The fluorescent-lit corridor swallowed his words whole.
They marched me back through the maze of concrete and metal, past doors that clanged shut behind us like punctuation marks on a sentence already written. The holding cell door opened. Then slammed closed.
The sound echoed in my bones.
I stood in the center of the small concrete box.
And then the truth hit me in waves.
That’s why he’d kept me at arm’s length these past weeks.
Why his touch had vanished, his eyes colder, his patience thinner.
That’s why he’d filled Yannis’s days with tutors and cameras and rigid schedules—so the boy wouldn’t miss me when I was gone. So my absence would feel... manageable.
That’s why he’d let me run to the club every night, let me believe I had a sliver of freedom.
He hadn’t loosened his grip.
He’d been preparing to remove me.
He’d been building a cage, not a marriage.
And now he’d locked me inside the final one.
If I couldn’t convince a judge tomorrow—a judge who would almost certainly recognize the name Ruslan Baranov—that I was innocent...
I would be sentenced as a murderer.
The thought was so enormous it stole my breath.
My knees buckled, and I slid down the wall, back scraping against the cold concrete until I hit the floor.
I drew my knees up, resting my forehead against them, the cuffs digging painfully into my skin.

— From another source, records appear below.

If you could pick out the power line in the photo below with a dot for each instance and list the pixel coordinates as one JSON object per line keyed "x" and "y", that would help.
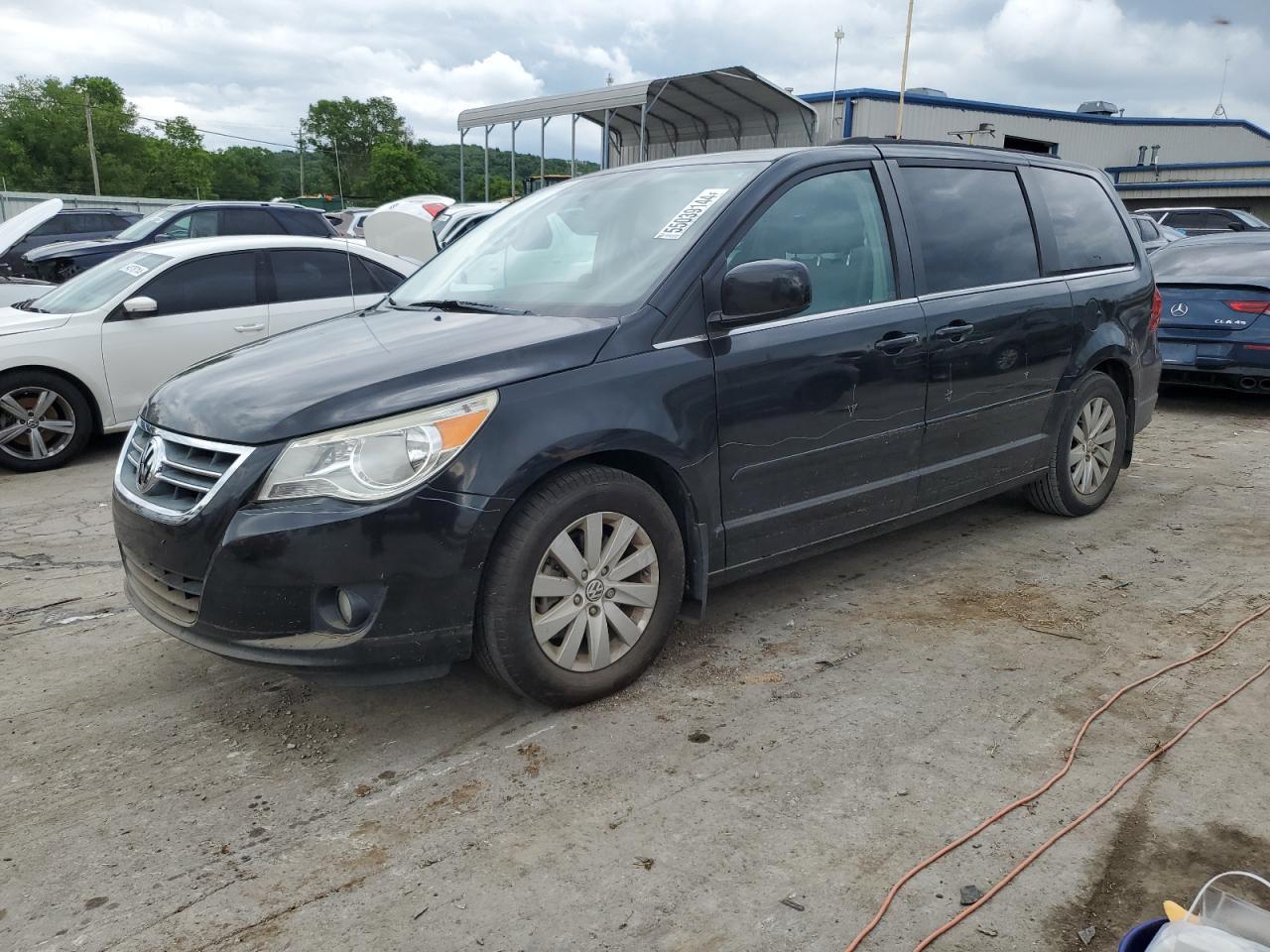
{"x": 49, "y": 99}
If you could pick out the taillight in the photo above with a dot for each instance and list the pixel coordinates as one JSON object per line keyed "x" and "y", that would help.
{"x": 1248, "y": 306}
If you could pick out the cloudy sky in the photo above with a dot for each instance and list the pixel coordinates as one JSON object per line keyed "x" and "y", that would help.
{"x": 249, "y": 67}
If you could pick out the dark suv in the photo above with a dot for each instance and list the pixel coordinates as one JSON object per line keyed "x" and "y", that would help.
{"x": 1206, "y": 221}
{"x": 554, "y": 436}
{"x": 64, "y": 259}
{"x": 67, "y": 225}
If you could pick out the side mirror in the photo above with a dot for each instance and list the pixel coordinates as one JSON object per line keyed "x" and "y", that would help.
{"x": 140, "y": 304}
{"x": 765, "y": 290}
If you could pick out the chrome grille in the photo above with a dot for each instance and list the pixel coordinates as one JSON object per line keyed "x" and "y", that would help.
{"x": 173, "y": 595}
{"x": 182, "y": 476}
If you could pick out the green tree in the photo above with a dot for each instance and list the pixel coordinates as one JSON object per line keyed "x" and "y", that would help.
{"x": 345, "y": 130}
{"x": 397, "y": 171}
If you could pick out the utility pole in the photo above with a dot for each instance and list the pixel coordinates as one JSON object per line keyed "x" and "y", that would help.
{"x": 903, "y": 73}
{"x": 300, "y": 140}
{"x": 833, "y": 96}
{"x": 91, "y": 145}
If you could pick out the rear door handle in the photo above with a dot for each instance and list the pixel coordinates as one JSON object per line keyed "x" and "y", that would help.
{"x": 894, "y": 344}
{"x": 957, "y": 329}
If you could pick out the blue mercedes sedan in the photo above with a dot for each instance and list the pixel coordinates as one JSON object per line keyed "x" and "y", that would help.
{"x": 1214, "y": 327}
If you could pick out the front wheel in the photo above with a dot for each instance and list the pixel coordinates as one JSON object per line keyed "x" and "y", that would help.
{"x": 583, "y": 585}
{"x": 1089, "y": 451}
{"x": 45, "y": 420}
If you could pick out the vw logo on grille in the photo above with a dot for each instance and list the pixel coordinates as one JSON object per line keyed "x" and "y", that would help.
{"x": 150, "y": 465}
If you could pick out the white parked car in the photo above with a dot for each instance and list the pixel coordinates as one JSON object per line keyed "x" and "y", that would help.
{"x": 85, "y": 356}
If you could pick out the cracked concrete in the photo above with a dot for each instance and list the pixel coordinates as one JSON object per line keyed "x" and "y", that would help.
{"x": 826, "y": 726}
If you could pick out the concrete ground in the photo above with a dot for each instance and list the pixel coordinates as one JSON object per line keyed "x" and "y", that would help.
{"x": 826, "y": 725}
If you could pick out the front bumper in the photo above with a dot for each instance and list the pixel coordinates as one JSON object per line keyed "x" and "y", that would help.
{"x": 261, "y": 583}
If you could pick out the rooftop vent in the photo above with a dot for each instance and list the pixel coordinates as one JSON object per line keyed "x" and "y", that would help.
{"x": 1098, "y": 107}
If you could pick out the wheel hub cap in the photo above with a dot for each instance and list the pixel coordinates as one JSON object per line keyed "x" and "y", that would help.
{"x": 1093, "y": 442}
{"x": 594, "y": 592}
{"x": 35, "y": 422}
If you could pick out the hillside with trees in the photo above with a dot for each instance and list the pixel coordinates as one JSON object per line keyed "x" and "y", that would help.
{"x": 362, "y": 149}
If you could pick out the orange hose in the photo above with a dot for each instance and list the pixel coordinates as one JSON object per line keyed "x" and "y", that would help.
{"x": 1067, "y": 766}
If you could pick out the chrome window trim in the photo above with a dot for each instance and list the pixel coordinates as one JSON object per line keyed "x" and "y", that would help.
{"x": 818, "y": 316}
{"x": 683, "y": 341}
{"x": 919, "y": 298}
{"x": 158, "y": 513}
{"x": 1028, "y": 282}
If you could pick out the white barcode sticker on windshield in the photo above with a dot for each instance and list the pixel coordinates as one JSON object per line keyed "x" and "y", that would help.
{"x": 694, "y": 209}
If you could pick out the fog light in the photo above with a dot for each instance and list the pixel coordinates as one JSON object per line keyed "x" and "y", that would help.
{"x": 344, "y": 603}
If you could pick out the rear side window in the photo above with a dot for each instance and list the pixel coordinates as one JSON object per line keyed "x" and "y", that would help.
{"x": 305, "y": 275}
{"x": 1197, "y": 220}
{"x": 310, "y": 223}
{"x": 382, "y": 281}
{"x": 204, "y": 285}
{"x": 248, "y": 221}
{"x": 1087, "y": 227}
{"x": 971, "y": 226}
{"x": 833, "y": 223}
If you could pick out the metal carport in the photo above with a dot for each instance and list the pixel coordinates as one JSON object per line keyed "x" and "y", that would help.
{"x": 701, "y": 112}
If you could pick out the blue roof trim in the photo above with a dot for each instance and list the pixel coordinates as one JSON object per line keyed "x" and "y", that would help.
{"x": 1254, "y": 163}
{"x": 1162, "y": 185}
{"x": 1006, "y": 109}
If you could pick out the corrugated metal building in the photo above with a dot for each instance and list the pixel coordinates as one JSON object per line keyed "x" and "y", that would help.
{"x": 1153, "y": 162}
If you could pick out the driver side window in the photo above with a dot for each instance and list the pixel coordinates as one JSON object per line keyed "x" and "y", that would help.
{"x": 834, "y": 225}
{"x": 202, "y": 223}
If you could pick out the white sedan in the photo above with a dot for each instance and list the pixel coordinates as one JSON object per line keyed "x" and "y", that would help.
{"x": 85, "y": 356}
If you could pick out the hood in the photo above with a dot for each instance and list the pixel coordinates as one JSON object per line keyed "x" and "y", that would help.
{"x": 363, "y": 366}
{"x": 14, "y": 321}
{"x": 16, "y": 229}
{"x": 63, "y": 249}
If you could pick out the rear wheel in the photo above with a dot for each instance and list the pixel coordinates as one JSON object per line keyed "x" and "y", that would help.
{"x": 45, "y": 420}
{"x": 1088, "y": 453}
{"x": 583, "y": 585}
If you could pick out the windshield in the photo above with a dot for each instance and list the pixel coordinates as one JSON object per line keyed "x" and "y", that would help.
{"x": 140, "y": 229}
{"x": 593, "y": 246}
{"x": 96, "y": 286}
{"x": 1223, "y": 258}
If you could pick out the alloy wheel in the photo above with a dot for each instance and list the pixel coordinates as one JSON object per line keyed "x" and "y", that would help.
{"x": 35, "y": 422}
{"x": 1092, "y": 444}
{"x": 594, "y": 592}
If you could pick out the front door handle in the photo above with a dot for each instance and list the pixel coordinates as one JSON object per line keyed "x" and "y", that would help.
{"x": 894, "y": 344}
{"x": 953, "y": 331}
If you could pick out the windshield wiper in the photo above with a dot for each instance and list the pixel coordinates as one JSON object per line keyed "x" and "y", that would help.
{"x": 451, "y": 304}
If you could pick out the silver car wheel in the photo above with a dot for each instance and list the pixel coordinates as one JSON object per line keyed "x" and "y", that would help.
{"x": 1092, "y": 444}
{"x": 594, "y": 592}
{"x": 35, "y": 422}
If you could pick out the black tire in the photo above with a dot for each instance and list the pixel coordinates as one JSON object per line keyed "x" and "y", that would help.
{"x": 506, "y": 645}
{"x": 80, "y": 413}
{"x": 1056, "y": 492}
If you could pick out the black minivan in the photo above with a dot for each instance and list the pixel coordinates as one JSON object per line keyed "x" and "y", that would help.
{"x": 559, "y": 433}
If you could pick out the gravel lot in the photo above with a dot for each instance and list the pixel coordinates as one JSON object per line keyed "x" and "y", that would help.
{"x": 826, "y": 726}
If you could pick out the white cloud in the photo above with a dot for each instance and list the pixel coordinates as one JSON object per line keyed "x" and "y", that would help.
{"x": 252, "y": 68}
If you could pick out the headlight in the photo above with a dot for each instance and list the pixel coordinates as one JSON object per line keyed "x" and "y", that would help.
{"x": 377, "y": 460}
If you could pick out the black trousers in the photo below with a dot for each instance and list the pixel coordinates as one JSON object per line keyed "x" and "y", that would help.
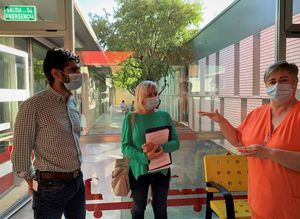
{"x": 160, "y": 187}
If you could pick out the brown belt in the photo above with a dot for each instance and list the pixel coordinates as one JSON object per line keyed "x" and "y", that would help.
{"x": 57, "y": 175}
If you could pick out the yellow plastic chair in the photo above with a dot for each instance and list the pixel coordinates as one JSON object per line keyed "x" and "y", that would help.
{"x": 225, "y": 174}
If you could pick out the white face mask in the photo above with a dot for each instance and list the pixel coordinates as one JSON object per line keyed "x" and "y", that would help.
{"x": 279, "y": 91}
{"x": 75, "y": 82}
{"x": 151, "y": 103}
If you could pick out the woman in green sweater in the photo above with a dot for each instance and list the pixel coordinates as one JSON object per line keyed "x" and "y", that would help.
{"x": 140, "y": 153}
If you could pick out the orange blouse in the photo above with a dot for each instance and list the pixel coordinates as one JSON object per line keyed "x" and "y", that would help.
{"x": 274, "y": 191}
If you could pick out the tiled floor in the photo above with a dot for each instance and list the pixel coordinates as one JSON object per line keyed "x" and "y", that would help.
{"x": 100, "y": 148}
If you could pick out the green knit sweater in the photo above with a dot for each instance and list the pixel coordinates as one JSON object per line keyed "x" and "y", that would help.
{"x": 132, "y": 141}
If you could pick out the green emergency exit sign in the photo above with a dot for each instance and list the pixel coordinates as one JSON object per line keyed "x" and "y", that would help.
{"x": 19, "y": 13}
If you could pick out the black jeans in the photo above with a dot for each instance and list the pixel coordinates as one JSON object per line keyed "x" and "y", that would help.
{"x": 160, "y": 187}
{"x": 55, "y": 198}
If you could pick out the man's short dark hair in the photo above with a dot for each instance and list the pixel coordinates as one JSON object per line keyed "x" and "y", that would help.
{"x": 57, "y": 58}
{"x": 291, "y": 68}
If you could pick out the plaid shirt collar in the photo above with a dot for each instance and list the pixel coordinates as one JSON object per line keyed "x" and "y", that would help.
{"x": 52, "y": 93}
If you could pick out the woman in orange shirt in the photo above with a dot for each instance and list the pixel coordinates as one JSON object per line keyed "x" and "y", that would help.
{"x": 269, "y": 138}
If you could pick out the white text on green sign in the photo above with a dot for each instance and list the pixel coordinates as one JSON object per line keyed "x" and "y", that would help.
{"x": 19, "y": 13}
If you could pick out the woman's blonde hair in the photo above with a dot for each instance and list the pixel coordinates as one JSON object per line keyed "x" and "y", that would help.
{"x": 141, "y": 92}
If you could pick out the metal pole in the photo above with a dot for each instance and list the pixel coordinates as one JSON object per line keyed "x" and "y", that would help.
{"x": 280, "y": 41}
{"x": 69, "y": 38}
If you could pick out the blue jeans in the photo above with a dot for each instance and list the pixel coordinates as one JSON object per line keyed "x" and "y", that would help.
{"x": 55, "y": 198}
{"x": 160, "y": 187}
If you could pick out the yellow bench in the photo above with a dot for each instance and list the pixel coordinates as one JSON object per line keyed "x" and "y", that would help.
{"x": 225, "y": 174}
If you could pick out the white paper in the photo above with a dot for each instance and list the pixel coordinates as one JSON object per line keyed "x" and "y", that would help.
{"x": 159, "y": 137}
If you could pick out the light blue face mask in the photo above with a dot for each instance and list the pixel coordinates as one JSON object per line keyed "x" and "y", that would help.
{"x": 279, "y": 92}
{"x": 151, "y": 103}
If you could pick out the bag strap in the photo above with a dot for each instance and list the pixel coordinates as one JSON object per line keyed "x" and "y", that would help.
{"x": 132, "y": 120}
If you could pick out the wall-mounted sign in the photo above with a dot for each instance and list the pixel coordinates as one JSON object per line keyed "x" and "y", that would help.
{"x": 19, "y": 13}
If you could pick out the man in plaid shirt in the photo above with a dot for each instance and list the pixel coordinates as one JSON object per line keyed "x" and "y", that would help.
{"x": 48, "y": 125}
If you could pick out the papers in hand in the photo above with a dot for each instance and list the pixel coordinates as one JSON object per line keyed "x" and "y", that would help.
{"x": 159, "y": 135}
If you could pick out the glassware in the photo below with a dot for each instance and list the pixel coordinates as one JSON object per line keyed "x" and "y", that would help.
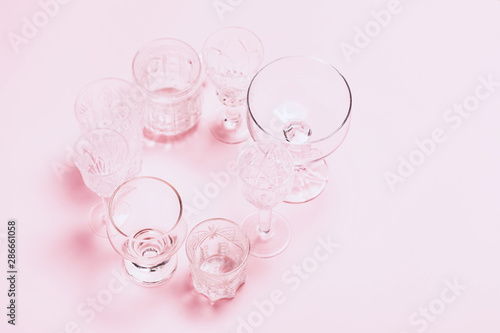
{"x": 305, "y": 103}
{"x": 231, "y": 57}
{"x": 102, "y": 157}
{"x": 265, "y": 171}
{"x": 118, "y": 105}
{"x": 169, "y": 71}
{"x": 146, "y": 228}
{"x": 217, "y": 250}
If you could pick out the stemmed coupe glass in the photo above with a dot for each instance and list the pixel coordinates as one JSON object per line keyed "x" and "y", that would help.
{"x": 231, "y": 57}
{"x": 265, "y": 172}
{"x": 304, "y": 103}
{"x": 102, "y": 156}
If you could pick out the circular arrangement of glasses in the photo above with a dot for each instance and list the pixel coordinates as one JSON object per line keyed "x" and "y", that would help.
{"x": 296, "y": 110}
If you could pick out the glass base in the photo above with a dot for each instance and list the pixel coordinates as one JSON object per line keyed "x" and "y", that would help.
{"x": 309, "y": 181}
{"x": 97, "y": 220}
{"x": 228, "y": 124}
{"x": 151, "y": 276}
{"x": 270, "y": 244}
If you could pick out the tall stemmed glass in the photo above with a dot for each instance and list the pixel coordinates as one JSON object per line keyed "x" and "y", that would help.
{"x": 305, "y": 103}
{"x": 102, "y": 157}
{"x": 265, "y": 171}
{"x": 231, "y": 57}
{"x": 118, "y": 105}
{"x": 146, "y": 228}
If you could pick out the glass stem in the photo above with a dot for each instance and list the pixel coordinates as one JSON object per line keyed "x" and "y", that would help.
{"x": 265, "y": 216}
{"x": 105, "y": 211}
{"x": 233, "y": 115}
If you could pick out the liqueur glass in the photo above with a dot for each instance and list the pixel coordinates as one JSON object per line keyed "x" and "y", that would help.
{"x": 146, "y": 228}
{"x": 304, "y": 103}
{"x": 231, "y": 57}
{"x": 102, "y": 156}
{"x": 217, "y": 250}
{"x": 169, "y": 72}
{"x": 118, "y": 105}
{"x": 265, "y": 171}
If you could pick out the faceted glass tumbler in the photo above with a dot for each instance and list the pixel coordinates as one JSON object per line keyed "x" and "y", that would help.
{"x": 146, "y": 228}
{"x": 217, "y": 250}
{"x": 169, "y": 72}
{"x": 118, "y": 105}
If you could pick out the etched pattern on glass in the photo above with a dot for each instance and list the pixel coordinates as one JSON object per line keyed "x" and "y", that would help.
{"x": 218, "y": 255}
{"x": 117, "y": 105}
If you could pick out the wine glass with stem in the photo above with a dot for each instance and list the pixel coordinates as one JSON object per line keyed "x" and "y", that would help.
{"x": 265, "y": 170}
{"x": 146, "y": 227}
{"x": 304, "y": 103}
{"x": 102, "y": 156}
{"x": 231, "y": 57}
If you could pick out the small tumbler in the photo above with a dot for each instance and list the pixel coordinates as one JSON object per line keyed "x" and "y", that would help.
{"x": 169, "y": 71}
{"x": 118, "y": 105}
{"x": 217, "y": 250}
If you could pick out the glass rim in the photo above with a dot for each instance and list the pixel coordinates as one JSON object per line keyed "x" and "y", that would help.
{"x": 346, "y": 118}
{"x": 164, "y": 42}
{"x": 83, "y": 135}
{"x": 247, "y": 254}
{"x": 109, "y": 79}
{"x": 233, "y": 27}
{"x": 256, "y": 143}
{"x": 140, "y": 178}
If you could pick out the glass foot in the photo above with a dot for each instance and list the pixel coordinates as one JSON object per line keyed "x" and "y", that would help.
{"x": 270, "y": 244}
{"x": 229, "y": 125}
{"x": 97, "y": 220}
{"x": 151, "y": 276}
{"x": 309, "y": 182}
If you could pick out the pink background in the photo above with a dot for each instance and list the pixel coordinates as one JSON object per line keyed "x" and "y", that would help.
{"x": 396, "y": 248}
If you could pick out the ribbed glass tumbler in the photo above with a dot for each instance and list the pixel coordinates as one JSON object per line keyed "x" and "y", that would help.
{"x": 169, "y": 72}
{"x": 217, "y": 250}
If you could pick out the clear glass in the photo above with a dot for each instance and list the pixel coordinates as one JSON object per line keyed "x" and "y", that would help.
{"x": 231, "y": 57}
{"x": 305, "y": 103}
{"x": 102, "y": 156}
{"x": 146, "y": 228}
{"x": 265, "y": 171}
{"x": 169, "y": 72}
{"x": 217, "y": 250}
{"x": 118, "y": 105}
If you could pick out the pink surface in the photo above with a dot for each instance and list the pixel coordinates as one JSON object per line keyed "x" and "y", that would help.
{"x": 418, "y": 255}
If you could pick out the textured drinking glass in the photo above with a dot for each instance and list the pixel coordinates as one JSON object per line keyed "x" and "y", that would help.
{"x": 169, "y": 71}
{"x": 115, "y": 104}
{"x": 306, "y": 104}
{"x": 231, "y": 57}
{"x": 102, "y": 156}
{"x": 217, "y": 250}
{"x": 146, "y": 228}
{"x": 265, "y": 171}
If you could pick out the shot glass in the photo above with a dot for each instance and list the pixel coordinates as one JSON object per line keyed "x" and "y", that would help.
{"x": 169, "y": 72}
{"x": 217, "y": 250}
{"x": 146, "y": 228}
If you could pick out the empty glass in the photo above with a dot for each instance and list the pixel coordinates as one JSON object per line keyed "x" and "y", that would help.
{"x": 231, "y": 57}
{"x": 146, "y": 228}
{"x": 102, "y": 156}
{"x": 217, "y": 250}
{"x": 115, "y": 104}
{"x": 306, "y": 104}
{"x": 265, "y": 171}
{"x": 169, "y": 71}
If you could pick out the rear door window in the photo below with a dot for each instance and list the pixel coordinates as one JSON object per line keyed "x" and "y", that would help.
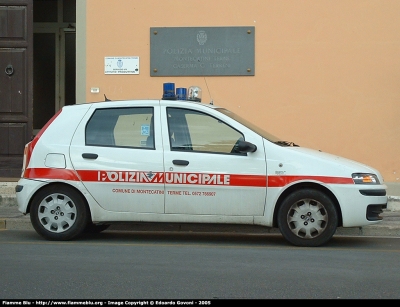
{"x": 121, "y": 127}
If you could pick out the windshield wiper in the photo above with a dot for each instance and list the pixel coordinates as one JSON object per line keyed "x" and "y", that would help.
{"x": 286, "y": 143}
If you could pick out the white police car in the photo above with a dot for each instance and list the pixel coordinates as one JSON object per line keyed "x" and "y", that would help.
{"x": 182, "y": 161}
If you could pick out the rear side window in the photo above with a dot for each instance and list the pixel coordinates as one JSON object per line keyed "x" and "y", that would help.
{"x": 196, "y": 131}
{"x": 121, "y": 127}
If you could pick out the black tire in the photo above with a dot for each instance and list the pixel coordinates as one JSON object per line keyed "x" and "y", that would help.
{"x": 95, "y": 228}
{"x": 58, "y": 212}
{"x": 307, "y": 218}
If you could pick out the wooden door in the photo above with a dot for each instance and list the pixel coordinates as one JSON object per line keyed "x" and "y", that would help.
{"x": 16, "y": 62}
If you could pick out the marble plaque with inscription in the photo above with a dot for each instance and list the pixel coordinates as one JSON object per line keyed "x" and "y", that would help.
{"x": 202, "y": 51}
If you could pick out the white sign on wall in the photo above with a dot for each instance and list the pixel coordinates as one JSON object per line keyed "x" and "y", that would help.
{"x": 128, "y": 65}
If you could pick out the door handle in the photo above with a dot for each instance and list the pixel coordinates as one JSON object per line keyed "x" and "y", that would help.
{"x": 9, "y": 70}
{"x": 89, "y": 156}
{"x": 180, "y": 162}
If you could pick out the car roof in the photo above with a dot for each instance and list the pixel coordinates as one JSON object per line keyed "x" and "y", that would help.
{"x": 130, "y": 102}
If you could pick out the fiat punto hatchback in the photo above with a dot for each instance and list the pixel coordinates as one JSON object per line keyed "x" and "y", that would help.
{"x": 177, "y": 161}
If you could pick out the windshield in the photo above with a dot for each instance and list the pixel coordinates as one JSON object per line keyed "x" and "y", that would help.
{"x": 255, "y": 128}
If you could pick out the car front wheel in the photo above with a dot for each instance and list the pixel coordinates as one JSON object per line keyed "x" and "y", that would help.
{"x": 59, "y": 213}
{"x": 307, "y": 218}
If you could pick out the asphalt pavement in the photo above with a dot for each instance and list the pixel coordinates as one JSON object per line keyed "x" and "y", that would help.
{"x": 12, "y": 219}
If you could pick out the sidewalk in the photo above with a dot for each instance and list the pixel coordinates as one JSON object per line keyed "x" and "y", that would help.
{"x": 12, "y": 219}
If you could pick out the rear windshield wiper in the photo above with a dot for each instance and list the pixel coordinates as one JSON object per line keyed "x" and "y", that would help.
{"x": 286, "y": 143}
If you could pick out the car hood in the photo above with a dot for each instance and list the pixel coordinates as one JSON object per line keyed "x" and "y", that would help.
{"x": 300, "y": 160}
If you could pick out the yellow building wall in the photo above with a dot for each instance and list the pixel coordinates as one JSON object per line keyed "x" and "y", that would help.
{"x": 327, "y": 72}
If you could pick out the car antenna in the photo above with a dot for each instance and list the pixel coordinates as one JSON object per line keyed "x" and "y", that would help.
{"x": 212, "y": 101}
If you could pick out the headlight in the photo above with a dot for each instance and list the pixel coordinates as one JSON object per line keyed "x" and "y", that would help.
{"x": 360, "y": 178}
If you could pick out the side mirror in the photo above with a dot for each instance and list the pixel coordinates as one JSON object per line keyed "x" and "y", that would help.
{"x": 243, "y": 146}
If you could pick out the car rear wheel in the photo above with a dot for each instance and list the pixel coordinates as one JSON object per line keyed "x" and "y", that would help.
{"x": 59, "y": 213}
{"x": 307, "y": 218}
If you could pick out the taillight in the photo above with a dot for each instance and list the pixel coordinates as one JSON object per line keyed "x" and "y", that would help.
{"x": 26, "y": 159}
{"x": 31, "y": 145}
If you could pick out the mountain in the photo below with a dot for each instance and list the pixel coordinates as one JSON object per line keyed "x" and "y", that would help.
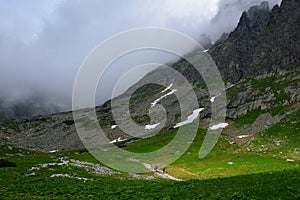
{"x": 259, "y": 60}
{"x": 263, "y": 42}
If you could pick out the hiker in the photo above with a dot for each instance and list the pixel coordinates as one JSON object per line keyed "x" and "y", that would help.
{"x": 155, "y": 167}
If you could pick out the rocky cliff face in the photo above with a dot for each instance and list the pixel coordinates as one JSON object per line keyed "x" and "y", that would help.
{"x": 260, "y": 57}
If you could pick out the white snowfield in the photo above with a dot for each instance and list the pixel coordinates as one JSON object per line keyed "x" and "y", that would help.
{"x": 164, "y": 96}
{"x": 242, "y": 136}
{"x": 218, "y": 126}
{"x": 116, "y": 140}
{"x": 150, "y": 127}
{"x": 114, "y": 126}
{"x": 169, "y": 87}
{"x": 160, "y": 173}
{"x": 190, "y": 119}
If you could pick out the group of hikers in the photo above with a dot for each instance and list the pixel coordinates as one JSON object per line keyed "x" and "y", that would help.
{"x": 155, "y": 167}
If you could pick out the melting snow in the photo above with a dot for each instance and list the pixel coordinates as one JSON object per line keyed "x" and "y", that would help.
{"x": 53, "y": 151}
{"x": 242, "y": 136}
{"x": 169, "y": 87}
{"x": 190, "y": 119}
{"x": 150, "y": 127}
{"x": 218, "y": 126}
{"x": 157, "y": 100}
{"x": 117, "y": 140}
{"x": 114, "y": 126}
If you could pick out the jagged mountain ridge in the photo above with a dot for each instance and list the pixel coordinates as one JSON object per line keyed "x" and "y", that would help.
{"x": 253, "y": 88}
{"x": 263, "y": 42}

The sobs came whether I wanted them to or not. Quiet at first. Then violent. Wrenching. Animal.
My chest hurt so badly I wondered, dimly, if it was possible to die from heartbreak alone.
This couldn’t be real.
This couldn’t be happening.
But it was.
Ruslan—my husband.
The man who’d once stared into my eyes at an altar and promised to protect me.
He had chosen vengeance over truth.
Power over mercy.
And tomorrow I would stand in a courtroom, alone, with nothing but my word against the most powerful man I had ever known.
I closed my eyes, tears soaking into the fabric at my knees, my body trembling with exhaustion and grief.
Hope was a fragile, ridiculous thing.